The exact timing of when claimants will receive their payout depends on whether the settlement is approved by the court and if the case is delayed in any way. As of now, the final approval hearing is scheduled for October 19, 2023, so payments will be issued after that date at the earliest.
The impact of this lawsuit and the resulting settlement reinforces the growing importance of data privacy in today's digital age. It serves as a reminder for all of us to stay vigilant about our digital rights and keep ourselves informed about our options when those rights are violated. Whether you are eligible for this settlement or not, it's crucial to
How to Make a Claim
For those eligible to claim from this settlement, the claim process involves submitting a valid claim form by August 11, 2023, at 11:59 Pacific Standard Time at the latest. To qualify for payment, claimants must provide their contact information to the settlement administrator via the official website.

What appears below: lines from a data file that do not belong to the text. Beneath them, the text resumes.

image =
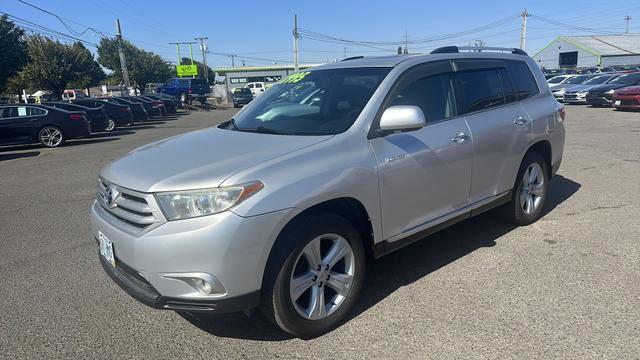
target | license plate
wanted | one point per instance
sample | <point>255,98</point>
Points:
<point>106,248</point>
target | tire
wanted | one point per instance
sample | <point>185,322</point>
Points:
<point>51,136</point>
<point>111,125</point>
<point>528,199</point>
<point>290,264</point>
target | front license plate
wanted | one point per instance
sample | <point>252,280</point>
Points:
<point>106,248</point>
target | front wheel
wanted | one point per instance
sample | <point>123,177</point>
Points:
<point>50,136</point>
<point>316,282</point>
<point>530,191</point>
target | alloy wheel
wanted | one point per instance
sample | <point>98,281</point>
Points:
<point>50,136</point>
<point>322,276</point>
<point>532,191</point>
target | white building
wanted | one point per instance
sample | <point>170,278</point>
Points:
<point>590,51</point>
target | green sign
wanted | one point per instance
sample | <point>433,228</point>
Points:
<point>187,70</point>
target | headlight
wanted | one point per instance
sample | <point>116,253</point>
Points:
<point>194,203</point>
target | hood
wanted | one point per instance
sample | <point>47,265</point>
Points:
<point>199,159</point>
<point>629,90</point>
<point>606,87</point>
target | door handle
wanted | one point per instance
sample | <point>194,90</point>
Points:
<point>460,138</point>
<point>520,121</point>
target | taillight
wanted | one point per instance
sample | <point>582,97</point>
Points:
<point>562,113</point>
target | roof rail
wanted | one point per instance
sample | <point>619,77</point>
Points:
<point>353,58</point>
<point>456,49</point>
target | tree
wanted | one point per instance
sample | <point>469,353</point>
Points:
<point>14,50</point>
<point>144,67</point>
<point>55,66</point>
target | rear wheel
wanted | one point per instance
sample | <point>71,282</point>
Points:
<point>50,136</point>
<point>111,125</point>
<point>316,277</point>
<point>530,191</point>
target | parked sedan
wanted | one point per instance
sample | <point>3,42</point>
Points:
<point>30,123</point>
<point>578,93</point>
<point>559,90</point>
<point>120,114</point>
<point>603,94</point>
<point>627,98</point>
<point>169,104</point>
<point>242,96</point>
<point>97,117</point>
<point>153,108</point>
<point>140,114</point>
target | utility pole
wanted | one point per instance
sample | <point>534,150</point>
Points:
<point>296,36</point>
<point>626,20</point>
<point>406,43</point>
<point>203,48</point>
<point>523,31</point>
<point>123,60</point>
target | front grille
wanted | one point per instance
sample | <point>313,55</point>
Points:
<point>128,210</point>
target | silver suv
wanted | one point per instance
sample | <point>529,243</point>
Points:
<point>282,206</point>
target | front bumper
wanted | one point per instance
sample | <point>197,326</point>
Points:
<point>231,248</point>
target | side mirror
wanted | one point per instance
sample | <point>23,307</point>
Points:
<point>402,117</point>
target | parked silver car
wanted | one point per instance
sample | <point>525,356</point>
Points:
<point>281,206</point>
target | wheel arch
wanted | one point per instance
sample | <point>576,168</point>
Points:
<point>543,148</point>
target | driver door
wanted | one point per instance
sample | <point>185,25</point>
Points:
<point>425,174</point>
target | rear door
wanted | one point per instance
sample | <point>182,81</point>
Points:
<point>424,174</point>
<point>500,127</point>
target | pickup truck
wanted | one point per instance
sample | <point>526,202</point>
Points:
<point>185,89</point>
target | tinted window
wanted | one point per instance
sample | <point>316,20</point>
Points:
<point>481,89</point>
<point>523,79</point>
<point>433,94</point>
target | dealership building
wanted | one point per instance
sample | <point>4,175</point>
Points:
<point>240,76</point>
<point>590,51</point>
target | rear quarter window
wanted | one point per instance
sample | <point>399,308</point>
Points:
<point>523,80</point>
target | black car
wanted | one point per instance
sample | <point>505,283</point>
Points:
<point>97,117</point>
<point>603,94</point>
<point>137,109</point>
<point>171,105</point>
<point>30,123</point>
<point>153,107</point>
<point>120,114</point>
<point>241,96</point>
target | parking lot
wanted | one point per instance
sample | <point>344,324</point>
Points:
<point>567,286</point>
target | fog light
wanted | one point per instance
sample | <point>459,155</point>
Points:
<point>205,284</point>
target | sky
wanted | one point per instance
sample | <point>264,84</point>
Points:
<point>260,32</point>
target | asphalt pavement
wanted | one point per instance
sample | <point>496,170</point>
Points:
<point>567,286</point>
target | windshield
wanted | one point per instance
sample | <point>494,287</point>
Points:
<point>577,79</point>
<point>321,102</point>
<point>556,80</point>
<point>597,80</point>
<point>627,79</point>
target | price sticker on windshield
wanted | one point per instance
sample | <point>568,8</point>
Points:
<point>294,78</point>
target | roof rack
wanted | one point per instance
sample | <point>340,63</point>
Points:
<point>456,49</point>
<point>353,58</point>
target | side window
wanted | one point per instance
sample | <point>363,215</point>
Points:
<point>481,89</point>
<point>523,79</point>
<point>507,86</point>
<point>433,94</point>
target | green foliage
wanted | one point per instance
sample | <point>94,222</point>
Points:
<point>56,66</point>
<point>144,67</point>
<point>14,50</point>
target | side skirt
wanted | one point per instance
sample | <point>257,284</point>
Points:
<point>384,247</point>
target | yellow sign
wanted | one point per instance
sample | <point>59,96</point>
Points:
<point>294,78</point>
<point>187,70</point>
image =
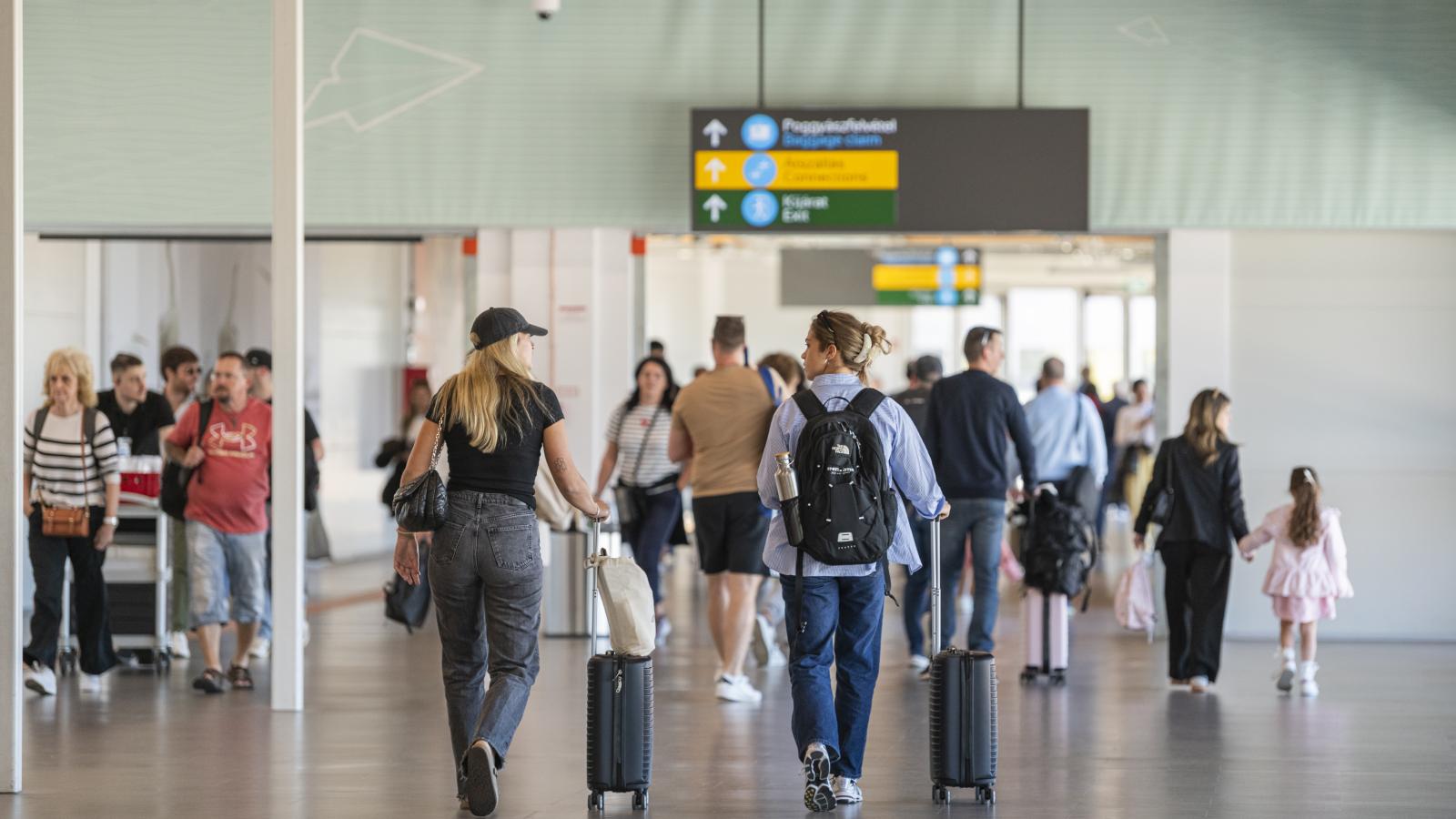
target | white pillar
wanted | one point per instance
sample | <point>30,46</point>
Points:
<point>288,349</point>
<point>12,273</point>
<point>1193,319</point>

Claimants are also required to contact the class action administrator if their contact information or address changes between the time of filing the claim form and when the payments are processed and distributed.
The information needed to qualify includes:
- Whether you are a U.S. Resident
- Whether you were a Facebook user between January 30, 2015 and April 18, 2018 while being in the United States
- Whether or not you had location services disabled in your Facebook app on your iPhone or Android smartphone at any time between January 30, 2015 and April 18, 2018
- Whether you accessed Facebook while you had location services disabled in your Facebook application.
You may also be asked to provide your public Facebook username, if you have one, in addition to your email that is associated with your Facebook user profile. Facebook usernames help people find your public Facebook profile more easily. Your Facebook username will result in a public URL link that will look something like this:
You can find your username by:
- Clicking on your user profile avatar in the circle on the top right
- Clicking on 'Settings and Privacy'
- On the left, you will find the 'Accounts Center'. Click on 'See more in Accounts Center' or go directly to this Facebook accounts center link
- You will find a list of profiles if you have more than one profile, such as an Instagram profile as well as a Facebook account. Choose a profile
- Click on username to see whether you have a username, and if so what it is. Use this profile if you are filling out the claim form.
The official website to submit your claim is www.FacebookLocationSettlement.com
The settlement of this class-action lawsuit against Meta Platforms is a significant step toward reinforcing the importance of user data privacy. While Meta has not admitted any wrongdoing and denies liability, the substantial settlement amount underscores the potential repercussions for tech companies not respecting user privacy preferences sufficiently.
For users who might be part of this settlement, it's important to note the deadlines and the process for making a claim. In the larger scope, this case serves as a reminder for all technology users to be aware of their digital rights and to take appropriate steps to protect their privacy.